Rated 5-stars, as well as "gold," FPA Crescent (US:FPACX)—led by Steven Romick since 1993—hasn't been off the radar for Morningstar analysts and retail investors, who followed its strong performance and clear investment strategy for years.
This is why assets under management ballooned: over the last ten years, assets in the fund jumped from $915 million in 2004 to $15.3 billion in 2013.
But we are not worried. FPA Crescent's investment style should be able to absorb these assets, as its management sees appropriate investment opportunities arise.
Right now, though, the fund holds about 40% of its total assets in cash. Why? In short, the managers question the sustainability of the rally.
"Equity values, as a percentage of GDP, are near their peaks.

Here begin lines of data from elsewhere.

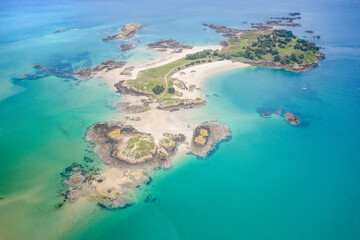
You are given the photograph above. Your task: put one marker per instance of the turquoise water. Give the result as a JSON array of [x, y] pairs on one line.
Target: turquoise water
[[271, 181]]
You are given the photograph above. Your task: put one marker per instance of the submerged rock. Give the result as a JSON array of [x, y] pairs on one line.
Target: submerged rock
[[106, 66], [292, 118], [206, 136], [168, 44], [126, 47], [128, 31]]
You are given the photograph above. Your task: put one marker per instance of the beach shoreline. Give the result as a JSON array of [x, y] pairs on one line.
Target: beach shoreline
[[115, 184]]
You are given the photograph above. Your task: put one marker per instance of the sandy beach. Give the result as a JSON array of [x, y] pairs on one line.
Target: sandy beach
[[167, 56], [157, 122]]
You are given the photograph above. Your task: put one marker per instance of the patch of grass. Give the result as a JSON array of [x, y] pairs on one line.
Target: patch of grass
[[260, 45], [148, 79]]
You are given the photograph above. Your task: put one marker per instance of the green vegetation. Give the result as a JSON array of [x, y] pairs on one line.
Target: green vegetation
[[271, 46], [158, 89], [139, 146], [130, 27], [171, 90], [148, 79], [155, 78], [202, 54]]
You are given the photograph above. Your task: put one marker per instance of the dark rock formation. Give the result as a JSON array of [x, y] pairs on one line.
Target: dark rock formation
[[118, 146], [168, 44], [126, 107], [206, 136], [293, 120], [108, 65], [181, 105], [126, 47], [293, 68], [128, 31], [127, 70], [123, 88], [226, 32]]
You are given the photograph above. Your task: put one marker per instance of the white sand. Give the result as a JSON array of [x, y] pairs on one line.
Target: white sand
[[157, 122], [167, 56]]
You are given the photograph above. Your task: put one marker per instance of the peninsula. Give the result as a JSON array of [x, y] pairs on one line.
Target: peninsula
[[128, 31], [158, 93]]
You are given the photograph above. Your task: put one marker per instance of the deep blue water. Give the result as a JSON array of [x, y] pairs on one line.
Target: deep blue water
[[271, 181]]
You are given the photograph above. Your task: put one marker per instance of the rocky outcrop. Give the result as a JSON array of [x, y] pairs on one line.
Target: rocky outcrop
[[206, 136], [126, 47], [292, 119], [126, 107], [168, 44], [226, 32], [128, 31], [104, 66], [293, 68], [181, 105], [131, 155], [123, 88], [121, 145]]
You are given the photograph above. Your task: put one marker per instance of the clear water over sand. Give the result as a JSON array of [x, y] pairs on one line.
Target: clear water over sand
[[271, 181]]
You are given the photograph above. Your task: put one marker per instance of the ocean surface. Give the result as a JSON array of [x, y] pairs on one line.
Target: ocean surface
[[270, 181]]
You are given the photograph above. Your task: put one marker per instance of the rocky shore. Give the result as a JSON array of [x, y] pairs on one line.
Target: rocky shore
[[123, 88], [206, 136], [168, 44], [292, 119], [181, 105], [126, 47], [128, 31], [292, 68], [226, 32], [131, 156], [108, 65]]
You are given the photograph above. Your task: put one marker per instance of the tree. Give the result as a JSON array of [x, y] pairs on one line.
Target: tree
[[158, 89], [277, 58], [171, 90]]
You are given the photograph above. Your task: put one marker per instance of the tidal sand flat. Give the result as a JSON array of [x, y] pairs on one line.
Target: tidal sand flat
[[149, 133], [179, 120]]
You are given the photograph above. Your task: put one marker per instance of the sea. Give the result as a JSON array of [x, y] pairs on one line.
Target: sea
[[271, 180]]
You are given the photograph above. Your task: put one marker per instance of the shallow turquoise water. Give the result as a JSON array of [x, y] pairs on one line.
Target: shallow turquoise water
[[271, 181]]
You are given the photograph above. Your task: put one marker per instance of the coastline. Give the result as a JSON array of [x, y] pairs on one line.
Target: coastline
[[159, 121], [167, 56], [114, 186]]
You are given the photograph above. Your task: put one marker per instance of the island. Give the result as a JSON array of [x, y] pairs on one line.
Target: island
[[158, 94], [128, 31], [126, 47]]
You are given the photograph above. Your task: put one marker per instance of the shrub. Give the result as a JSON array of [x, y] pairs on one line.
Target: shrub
[[171, 90], [158, 89], [277, 58]]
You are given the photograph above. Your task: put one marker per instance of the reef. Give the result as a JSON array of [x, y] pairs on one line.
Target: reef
[[120, 145], [131, 156], [293, 68], [104, 66], [206, 136], [128, 31], [292, 119], [126, 107], [226, 32], [168, 44], [126, 47], [185, 104], [123, 88]]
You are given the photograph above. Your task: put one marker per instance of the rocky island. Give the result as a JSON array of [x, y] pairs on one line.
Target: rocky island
[[126, 47], [168, 44], [292, 119], [206, 136], [128, 31], [157, 95]]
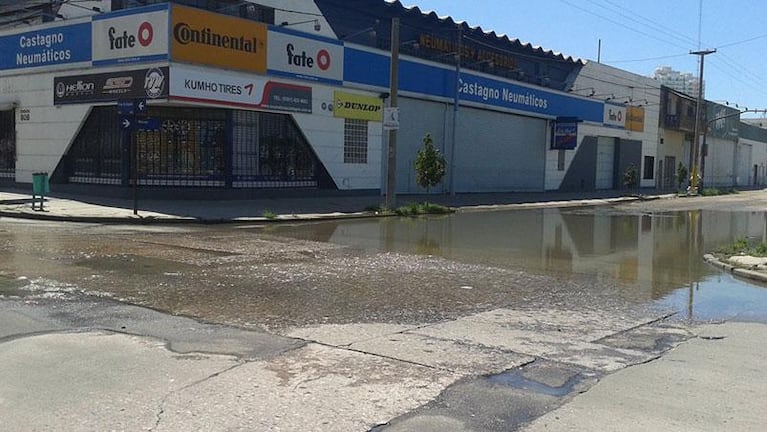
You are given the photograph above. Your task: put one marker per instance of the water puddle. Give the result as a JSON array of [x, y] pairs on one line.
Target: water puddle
[[515, 379]]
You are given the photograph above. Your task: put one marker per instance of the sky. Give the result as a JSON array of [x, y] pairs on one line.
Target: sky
[[639, 36]]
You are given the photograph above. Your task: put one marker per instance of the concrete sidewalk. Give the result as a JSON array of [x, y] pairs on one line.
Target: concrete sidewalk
[[76, 208]]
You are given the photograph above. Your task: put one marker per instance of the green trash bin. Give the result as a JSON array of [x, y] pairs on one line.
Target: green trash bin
[[40, 187]]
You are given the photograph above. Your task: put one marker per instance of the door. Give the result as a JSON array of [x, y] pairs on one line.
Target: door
[[605, 162]]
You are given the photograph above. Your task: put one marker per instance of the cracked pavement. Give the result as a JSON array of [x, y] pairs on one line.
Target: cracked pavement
[[96, 364]]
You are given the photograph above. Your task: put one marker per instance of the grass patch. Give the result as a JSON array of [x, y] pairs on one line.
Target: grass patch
[[416, 209], [743, 246]]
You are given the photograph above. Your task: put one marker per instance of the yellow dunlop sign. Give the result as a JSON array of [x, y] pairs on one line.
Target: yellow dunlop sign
[[217, 40], [635, 119], [358, 107]]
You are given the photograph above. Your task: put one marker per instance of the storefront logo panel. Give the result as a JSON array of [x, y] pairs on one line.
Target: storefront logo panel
[[149, 83], [359, 107], [52, 46], [238, 90], [296, 56], [218, 40], [138, 36]]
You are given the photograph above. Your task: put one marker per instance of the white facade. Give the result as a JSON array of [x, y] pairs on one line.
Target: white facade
[[624, 89]]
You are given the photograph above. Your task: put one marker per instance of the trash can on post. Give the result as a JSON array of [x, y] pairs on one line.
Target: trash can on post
[[40, 188]]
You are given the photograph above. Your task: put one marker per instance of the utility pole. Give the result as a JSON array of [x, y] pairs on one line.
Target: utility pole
[[695, 150], [456, 102], [391, 167]]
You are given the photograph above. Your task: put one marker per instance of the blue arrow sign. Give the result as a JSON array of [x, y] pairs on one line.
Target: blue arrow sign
[[125, 122]]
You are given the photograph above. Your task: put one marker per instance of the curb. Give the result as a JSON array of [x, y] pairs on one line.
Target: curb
[[738, 271], [306, 217]]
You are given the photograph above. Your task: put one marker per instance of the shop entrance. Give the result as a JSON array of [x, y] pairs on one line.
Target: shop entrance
[[7, 145]]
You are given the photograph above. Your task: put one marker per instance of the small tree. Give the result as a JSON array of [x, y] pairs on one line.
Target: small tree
[[630, 177], [681, 175], [429, 165]]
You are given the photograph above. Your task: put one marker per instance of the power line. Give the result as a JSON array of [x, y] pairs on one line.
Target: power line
[[620, 24], [648, 58]]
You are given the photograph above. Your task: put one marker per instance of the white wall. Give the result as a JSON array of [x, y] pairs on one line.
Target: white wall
[[44, 138], [326, 136], [623, 87]]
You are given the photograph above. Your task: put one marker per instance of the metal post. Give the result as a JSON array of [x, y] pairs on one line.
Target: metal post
[[456, 101], [391, 168], [698, 111]]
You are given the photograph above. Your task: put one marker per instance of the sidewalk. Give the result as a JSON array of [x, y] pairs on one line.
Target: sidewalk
[[17, 203]]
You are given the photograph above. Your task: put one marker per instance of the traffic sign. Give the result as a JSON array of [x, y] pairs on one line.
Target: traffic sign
[[391, 118]]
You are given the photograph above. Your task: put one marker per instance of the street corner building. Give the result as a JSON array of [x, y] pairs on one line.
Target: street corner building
[[278, 95]]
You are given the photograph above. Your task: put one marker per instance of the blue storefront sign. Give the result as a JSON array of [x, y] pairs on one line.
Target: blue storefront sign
[[365, 67], [50, 46], [565, 136]]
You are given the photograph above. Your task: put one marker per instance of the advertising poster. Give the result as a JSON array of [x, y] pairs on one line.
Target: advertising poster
[[295, 55], [238, 90], [217, 40], [132, 35], [359, 107], [149, 83], [46, 47]]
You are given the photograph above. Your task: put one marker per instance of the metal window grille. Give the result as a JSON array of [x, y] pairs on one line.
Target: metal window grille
[[196, 147], [355, 141], [188, 150], [95, 156], [7, 145]]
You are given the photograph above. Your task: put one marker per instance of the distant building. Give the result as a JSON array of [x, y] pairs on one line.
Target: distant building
[[683, 82]]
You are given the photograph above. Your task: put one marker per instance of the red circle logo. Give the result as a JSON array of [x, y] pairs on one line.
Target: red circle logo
[[145, 33], [323, 59]]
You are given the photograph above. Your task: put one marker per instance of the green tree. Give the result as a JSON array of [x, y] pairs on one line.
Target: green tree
[[429, 165]]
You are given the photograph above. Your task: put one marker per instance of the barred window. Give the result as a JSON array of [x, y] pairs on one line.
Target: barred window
[[356, 141]]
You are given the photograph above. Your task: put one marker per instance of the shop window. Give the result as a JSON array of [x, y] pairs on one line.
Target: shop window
[[355, 141], [649, 168], [7, 145]]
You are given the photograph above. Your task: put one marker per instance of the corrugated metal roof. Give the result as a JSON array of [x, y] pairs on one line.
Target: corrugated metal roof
[[479, 31]]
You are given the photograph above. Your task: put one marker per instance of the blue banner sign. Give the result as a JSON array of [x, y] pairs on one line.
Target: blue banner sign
[[49, 46], [565, 136], [365, 67]]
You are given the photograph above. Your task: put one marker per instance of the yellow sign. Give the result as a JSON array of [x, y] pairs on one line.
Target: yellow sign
[[635, 119], [354, 106], [218, 40]]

The only time they were higher was at the apex of the dot com bubble," noted Steven Romick in the fourth quarter fund commentary.
It's in the fund's nature—and in its history—to commit capital in periods of greater volatility, and this is not the first time the fund held this much cash.
They did so from 2003 to 2007, and, as the market plummeted in 2008, the fund had the ability to invest. As a result of the combination of strict value discipline and patience, FPA Crescent's long-term record is nearly unmatched.
In its category (moderate allocation), FPA Crescent is in the top first percentile for the last 15 years, top third percentile for the last ten-year period, top 24 and 10 for the past five- and three-year periods, respectively.
And so, this contrarian value fund remains a recommendation. Its flexible mandate allows it to hold cash, when needed, invest in equities across all market caps, industries, and geographies; buy fixed income (as defined by its moderate allocation designation) and other assets. Moreover, FPA Crescent can potentially short stocks.
The fund's current cash position is diversified to increase exposure to commercial paper, and includes short-dated corporate and sovereign debt. Low turnover, the absence of loads, and a moderate fee, all add to the list of positives.